With a strong background in semiconductors and radio physics, scientists at XMU’s School of Electronic Science and Engineering (SESE) and School of Informatics (SI) are developing new technologies to advance optics and data sciences, which are also transformative for everyday applications.
Optical devices are vital for imaging, detection and sensing technologies. An SESE team led by Huanyang Chen applies conformal transformation optics, which provides a simple scheme for manipulating light rays, to their design of optical tools with special functions. By studying how light transmits in virtual and physical spaces, they have devised geodesic lenses, which provide perfect imaging between two points on a curved surface. In this work, Chen studied conformal lenses using inverse transformation optics, which exploits the topological advantage in virtual space to improve the flexibility of beam bending in geodesic lenses.
Chen’s SESE colleague, Baoping Zhang, studies vertical-cavity surface-emitting lasers (VCSELs), which, due to their high optoelectronic performance, have wide applications in displays, high-speed optical communication systems, printers, and 3D imaging. Zhang’s team focuses on using the third-generation semiconductor material, GaN, to create green VCSEL, which, with shorter wavelength than the traditional infrared or red VCSELs, is resistant to high temperature and radiation.
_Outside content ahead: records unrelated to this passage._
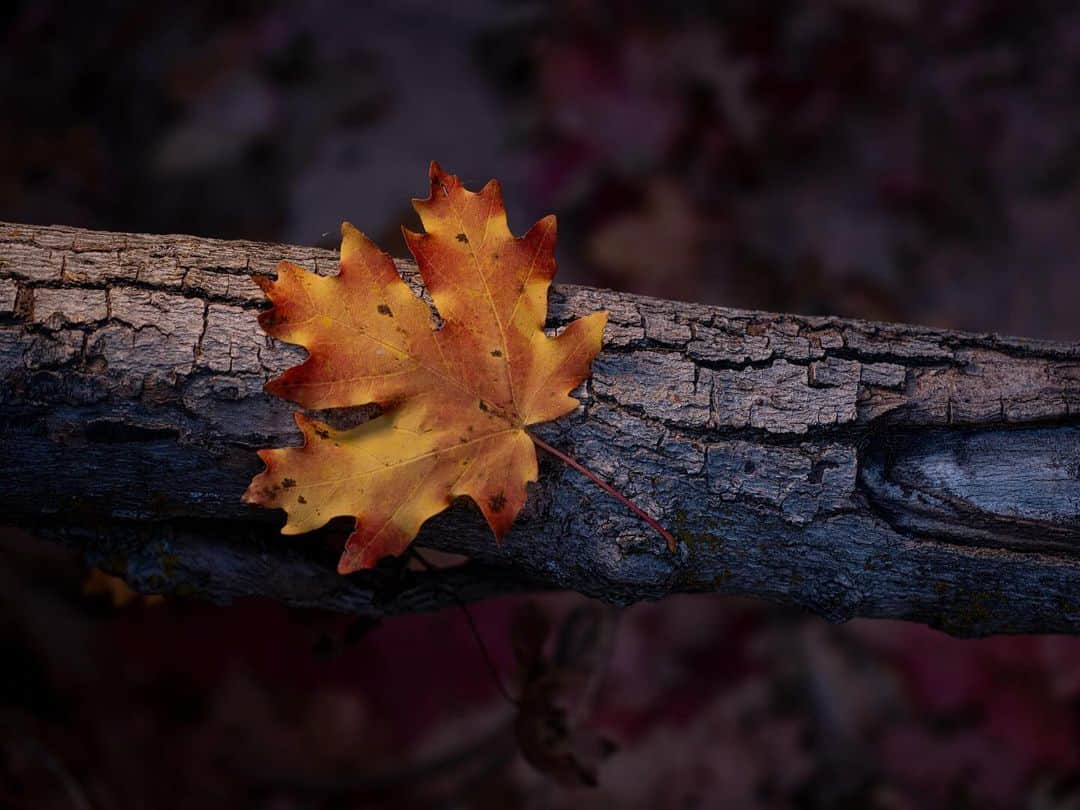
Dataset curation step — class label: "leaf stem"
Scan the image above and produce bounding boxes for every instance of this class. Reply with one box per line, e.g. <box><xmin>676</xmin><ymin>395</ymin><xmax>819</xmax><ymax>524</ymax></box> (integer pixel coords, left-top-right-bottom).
<box><xmin>529</xmin><ymin>433</ymin><xmax>677</xmax><ymax>551</ymax></box>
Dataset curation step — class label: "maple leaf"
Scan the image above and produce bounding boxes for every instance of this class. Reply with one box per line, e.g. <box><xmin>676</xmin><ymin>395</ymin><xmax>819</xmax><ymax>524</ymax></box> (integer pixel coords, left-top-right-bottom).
<box><xmin>244</xmin><ymin>162</ymin><xmax>607</xmax><ymax>573</ymax></box>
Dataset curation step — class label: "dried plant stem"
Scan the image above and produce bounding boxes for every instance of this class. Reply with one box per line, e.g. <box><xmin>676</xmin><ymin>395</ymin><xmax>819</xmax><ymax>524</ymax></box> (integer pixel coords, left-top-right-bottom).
<box><xmin>529</xmin><ymin>433</ymin><xmax>676</xmax><ymax>551</ymax></box>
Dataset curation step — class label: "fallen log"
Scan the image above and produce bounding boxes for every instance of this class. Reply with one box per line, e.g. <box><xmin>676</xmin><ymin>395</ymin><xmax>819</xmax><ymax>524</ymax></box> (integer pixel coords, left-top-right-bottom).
<box><xmin>0</xmin><ymin>224</ymin><xmax>1080</xmax><ymax>635</ymax></box>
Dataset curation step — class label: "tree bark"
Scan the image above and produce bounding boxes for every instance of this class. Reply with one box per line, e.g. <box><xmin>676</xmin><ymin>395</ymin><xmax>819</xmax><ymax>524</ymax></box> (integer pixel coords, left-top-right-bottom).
<box><xmin>0</xmin><ymin>224</ymin><xmax>1080</xmax><ymax>635</ymax></box>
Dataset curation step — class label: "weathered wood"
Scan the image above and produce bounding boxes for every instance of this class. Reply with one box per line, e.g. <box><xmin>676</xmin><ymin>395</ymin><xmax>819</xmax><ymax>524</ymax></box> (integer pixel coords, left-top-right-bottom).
<box><xmin>0</xmin><ymin>225</ymin><xmax>1080</xmax><ymax>635</ymax></box>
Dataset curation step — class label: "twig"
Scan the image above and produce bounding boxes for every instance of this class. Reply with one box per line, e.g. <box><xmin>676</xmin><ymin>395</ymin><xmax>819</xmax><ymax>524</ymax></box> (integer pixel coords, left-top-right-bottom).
<box><xmin>529</xmin><ymin>433</ymin><xmax>677</xmax><ymax>551</ymax></box>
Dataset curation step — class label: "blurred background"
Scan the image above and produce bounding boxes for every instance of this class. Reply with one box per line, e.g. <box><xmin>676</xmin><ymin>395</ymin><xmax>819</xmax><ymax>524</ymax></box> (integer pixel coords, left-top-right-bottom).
<box><xmin>0</xmin><ymin>0</ymin><xmax>1080</xmax><ymax>810</ymax></box>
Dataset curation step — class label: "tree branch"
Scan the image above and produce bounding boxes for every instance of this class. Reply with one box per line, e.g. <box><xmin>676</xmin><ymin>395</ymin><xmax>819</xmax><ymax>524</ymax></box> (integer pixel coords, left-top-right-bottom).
<box><xmin>0</xmin><ymin>224</ymin><xmax>1080</xmax><ymax>635</ymax></box>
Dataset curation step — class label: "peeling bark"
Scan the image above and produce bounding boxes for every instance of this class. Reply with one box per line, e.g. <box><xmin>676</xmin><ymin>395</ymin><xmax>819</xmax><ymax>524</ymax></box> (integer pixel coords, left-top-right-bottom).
<box><xmin>0</xmin><ymin>225</ymin><xmax>1080</xmax><ymax>635</ymax></box>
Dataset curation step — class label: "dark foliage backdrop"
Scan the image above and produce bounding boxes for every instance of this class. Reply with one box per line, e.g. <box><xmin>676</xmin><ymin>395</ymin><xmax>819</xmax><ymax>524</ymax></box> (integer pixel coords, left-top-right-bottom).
<box><xmin>0</xmin><ymin>0</ymin><xmax>1080</xmax><ymax>810</ymax></box>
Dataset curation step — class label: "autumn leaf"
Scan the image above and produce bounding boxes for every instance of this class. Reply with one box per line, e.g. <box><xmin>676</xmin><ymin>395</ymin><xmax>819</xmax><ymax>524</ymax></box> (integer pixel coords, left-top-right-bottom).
<box><xmin>244</xmin><ymin>163</ymin><xmax>607</xmax><ymax>573</ymax></box>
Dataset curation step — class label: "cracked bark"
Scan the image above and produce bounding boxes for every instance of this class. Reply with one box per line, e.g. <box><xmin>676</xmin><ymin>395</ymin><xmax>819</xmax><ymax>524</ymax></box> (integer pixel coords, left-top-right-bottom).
<box><xmin>0</xmin><ymin>224</ymin><xmax>1080</xmax><ymax>635</ymax></box>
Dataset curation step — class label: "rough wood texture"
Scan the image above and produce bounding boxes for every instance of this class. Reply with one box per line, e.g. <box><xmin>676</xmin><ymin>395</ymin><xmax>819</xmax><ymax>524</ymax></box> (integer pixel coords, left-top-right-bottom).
<box><xmin>0</xmin><ymin>225</ymin><xmax>1080</xmax><ymax>635</ymax></box>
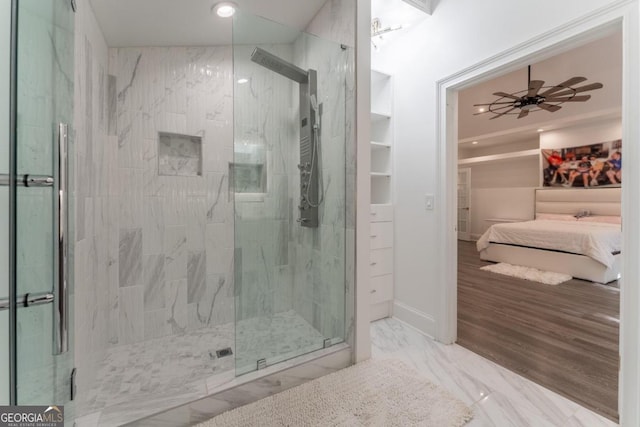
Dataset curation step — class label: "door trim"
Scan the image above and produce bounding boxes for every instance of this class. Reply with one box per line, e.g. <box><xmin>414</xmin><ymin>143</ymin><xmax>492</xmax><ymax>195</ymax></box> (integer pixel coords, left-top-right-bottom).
<box><xmin>435</xmin><ymin>0</ymin><xmax>640</xmax><ymax>425</ymax></box>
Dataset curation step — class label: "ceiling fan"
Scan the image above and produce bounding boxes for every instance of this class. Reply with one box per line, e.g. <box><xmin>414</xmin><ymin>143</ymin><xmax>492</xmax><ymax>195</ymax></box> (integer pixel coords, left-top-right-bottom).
<box><xmin>473</xmin><ymin>65</ymin><xmax>603</xmax><ymax>120</ymax></box>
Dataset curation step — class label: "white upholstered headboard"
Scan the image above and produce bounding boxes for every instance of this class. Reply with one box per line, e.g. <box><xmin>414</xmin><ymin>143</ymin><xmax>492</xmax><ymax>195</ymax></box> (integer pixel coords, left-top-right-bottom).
<box><xmin>535</xmin><ymin>187</ymin><xmax>622</xmax><ymax>217</ymax></box>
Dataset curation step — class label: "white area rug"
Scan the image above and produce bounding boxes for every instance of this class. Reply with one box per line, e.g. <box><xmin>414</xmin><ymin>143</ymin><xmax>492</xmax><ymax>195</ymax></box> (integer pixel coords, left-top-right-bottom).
<box><xmin>199</xmin><ymin>360</ymin><xmax>473</xmax><ymax>427</ymax></box>
<box><xmin>480</xmin><ymin>262</ymin><xmax>573</xmax><ymax>285</ymax></box>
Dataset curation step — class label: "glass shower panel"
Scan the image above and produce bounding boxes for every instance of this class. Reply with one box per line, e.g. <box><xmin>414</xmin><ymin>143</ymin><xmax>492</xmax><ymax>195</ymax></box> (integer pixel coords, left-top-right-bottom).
<box><xmin>0</xmin><ymin>1</ymin><xmax>11</xmax><ymax>405</ymax></box>
<box><xmin>229</xmin><ymin>13</ymin><xmax>352</xmax><ymax>374</ymax></box>
<box><xmin>15</xmin><ymin>0</ymin><xmax>74</xmax><ymax>406</ymax></box>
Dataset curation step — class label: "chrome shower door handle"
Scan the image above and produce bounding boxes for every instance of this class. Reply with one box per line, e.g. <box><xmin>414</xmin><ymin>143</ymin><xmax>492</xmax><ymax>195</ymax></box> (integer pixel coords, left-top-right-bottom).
<box><xmin>53</xmin><ymin>123</ymin><xmax>69</xmax><ymax>354</ymax></box>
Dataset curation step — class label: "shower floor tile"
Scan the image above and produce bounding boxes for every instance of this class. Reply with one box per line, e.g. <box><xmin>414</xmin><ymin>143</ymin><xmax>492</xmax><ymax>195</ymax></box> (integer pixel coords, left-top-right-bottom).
<box><xmin>78</xmin><ymin>310</ymin><xmax>324</xmax><ymax>426</ymax></box>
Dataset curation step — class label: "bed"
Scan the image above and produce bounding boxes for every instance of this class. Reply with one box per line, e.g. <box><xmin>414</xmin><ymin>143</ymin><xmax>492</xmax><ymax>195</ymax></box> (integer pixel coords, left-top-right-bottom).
<box><xmin>477</xmin><ymin>188</ymin><xmax>622</xmax><ymax>283</ymax></box>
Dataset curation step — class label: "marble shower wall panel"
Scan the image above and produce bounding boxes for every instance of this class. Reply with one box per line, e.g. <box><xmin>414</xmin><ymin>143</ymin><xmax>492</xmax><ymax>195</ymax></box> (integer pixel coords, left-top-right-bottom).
<box><xmin>74</xmin><ymin>0</ymin><xmax>120</xmax><ymax>414</ymax></box>
<box><xmin>292</xmin><ymin>0</ymin><xmax>355</xmax><ymax>342</ymax></box>
<box><xmin>114</xmin><ymin>46</ymin><xmax>233</xmax><ymax>343</ymax></box>
<box><xmin>234</xmin><ymin>44</ymin><xmax>298</xmax><ymax>320</ymax></box>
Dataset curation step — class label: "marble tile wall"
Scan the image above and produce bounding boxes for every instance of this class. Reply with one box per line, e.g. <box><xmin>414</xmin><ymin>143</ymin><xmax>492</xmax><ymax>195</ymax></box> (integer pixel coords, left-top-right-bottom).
<box><xmin>107</xmin><ymin>46</ymin><xmax>234</xmax><ymax>344</ymax></box>
<box><xmin>292</xmin><ymin>0</ymin><xmax>355</xmax><ymax>342</ymax></box>
<box><xmin>234</xmin><ymin>44</ymin><xmax>298</xmax><ymax>326</ymax></box>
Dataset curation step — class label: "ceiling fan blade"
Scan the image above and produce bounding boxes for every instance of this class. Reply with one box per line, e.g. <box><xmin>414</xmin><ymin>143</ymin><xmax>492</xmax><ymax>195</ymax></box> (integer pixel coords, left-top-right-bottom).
<box><xmin>494</xmin><ymin>92</ymin><xmax>520</xmax><ymax>100</ymax></box>
<box><xmin>489</xmin><ymin>107</ymin><xmax>517</xmax><ymax>120</ymax></box>
<box><xmin>553</xmin><ymin>83</ymin><xmax>604</xmax><ymax>96</ymax></box>
<box><xmin>523</xmin><ymin>80</ymin><xmax>544</xmax><ymax>97</ymax></box>
<box><xmin>538</xmin><ymin>102</ymin><xmax>562</xmax><ymax>113</ymax></box>
<box><xmin>545</xmin><ymin>95</ymin><xmax>591</xmax><ymax>102</ymax></box>
<box><xmin>540</xmin><ymin>77</ymin><xmax>587</xmax><ymax>96</ymax></box>
<box><xmin>473</xmin><ymin>101</ymin><xmax>513</xmax><ymax>107</ymax></box>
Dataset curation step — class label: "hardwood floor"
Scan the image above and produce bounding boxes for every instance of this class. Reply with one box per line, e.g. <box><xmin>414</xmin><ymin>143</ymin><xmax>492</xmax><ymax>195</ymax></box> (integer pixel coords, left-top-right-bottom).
<box><xmin>458</xmin><ymin>241</ymin><xmax>620</xmax><ymax>421</ymax></box>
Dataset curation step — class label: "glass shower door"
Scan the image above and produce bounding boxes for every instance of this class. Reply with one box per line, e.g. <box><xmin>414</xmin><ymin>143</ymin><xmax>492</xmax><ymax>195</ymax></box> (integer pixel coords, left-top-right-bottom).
<box><xmin>11</xmin><ymin>0</ymin><xmax>74</xmax><ymax>408</ymax></box>
<box><xmin>229</xmin><ymin>12</ymin><xmax>352</xmax><ymax>374</ymax></box>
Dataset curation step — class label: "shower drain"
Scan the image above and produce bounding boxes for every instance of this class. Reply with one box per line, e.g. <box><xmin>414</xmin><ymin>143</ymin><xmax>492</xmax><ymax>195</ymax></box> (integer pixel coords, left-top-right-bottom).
<box><xmin>209</xmin><ymin>347</ymin><xmax>233</xmax><ymax>359</ymax></box>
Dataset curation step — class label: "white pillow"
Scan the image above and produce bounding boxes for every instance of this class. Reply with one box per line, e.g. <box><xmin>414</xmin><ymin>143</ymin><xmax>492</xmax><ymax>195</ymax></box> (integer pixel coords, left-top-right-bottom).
<box><xmin>579</xmin><ymin>215</ymin><xmax>622</xmax><ymax>224</ymax></box>
<box><xmin>536</xmin><ymin>213</ymin><xmax>578</xmax><ymax>221</ymax></box>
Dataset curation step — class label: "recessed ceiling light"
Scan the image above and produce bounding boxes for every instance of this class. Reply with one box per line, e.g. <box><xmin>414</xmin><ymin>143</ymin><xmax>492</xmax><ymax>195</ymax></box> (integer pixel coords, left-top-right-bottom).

Having developed several techniques and tools, Zhang’s team became one of the first to produce green VCSELs with wavelengths of around 500nm and longer. Using the quantum-dot technique, they extended the wavelength and achieved room-temperature continuous-wave lasing. They have also made use of quantum wells to obtain the highest output power for green VCSELs.
SESE researchers are also using AI to accelerate nuclear magnetic resonance (NMR) spectroscopy, a powerful tool for analysing organic compounds. To shorten data acquisition time, modern NMR experiments often sample only a fraction of data, so a reliable spectra reconstruction method is needed to quickly restore the lost information. To solve this, Xiaobo Qu has developed a deep learning method using the exponential-inspired convolutional neural network, enabling high-quality, reliable, and fast NMR spectra reconstruction from limited experimental data. His system shows strong reconstruction performance, with a much shorter computation time.
AI technologies are also explored by SI researchers, and one application is real-time analytics of massive visual data. Focusing on improving efficiency, Rongrong Ji has developed a novel compact vision system, which reduces computation and storage redundancy by mining golden data and parameters, enabling broad applications that require timely processing of massive visual data.
To fully explore the potential of deep neural networks, Ji’s team is a pioneer in weakly supervised methods that support highly efficient model training and inference. Their theories and tools on neural network compression and network architecture search have been widely used by academic colleagues and AI industries to solve real-world challenges, including cyberspace security.
Another example is the use of AI and big data to improve emergency responses to natural disasters. Cheng Wang’s team was among the first to embed the technology of spatial crowd-sensing in an emergency response system.
Based on data collected from multiple sources, including ground vehicle trajectories, high-precision spatial mapping, and satellite imagery, they proposed methods to identify changes in the natural environment. Their work established multidimensional spatial-temporal modelling, enabling real-time, low-cost risk evaluation and monitoring of damage caused by natural disasters. The study is already being used by the municipal government to inform disaster prevention and control.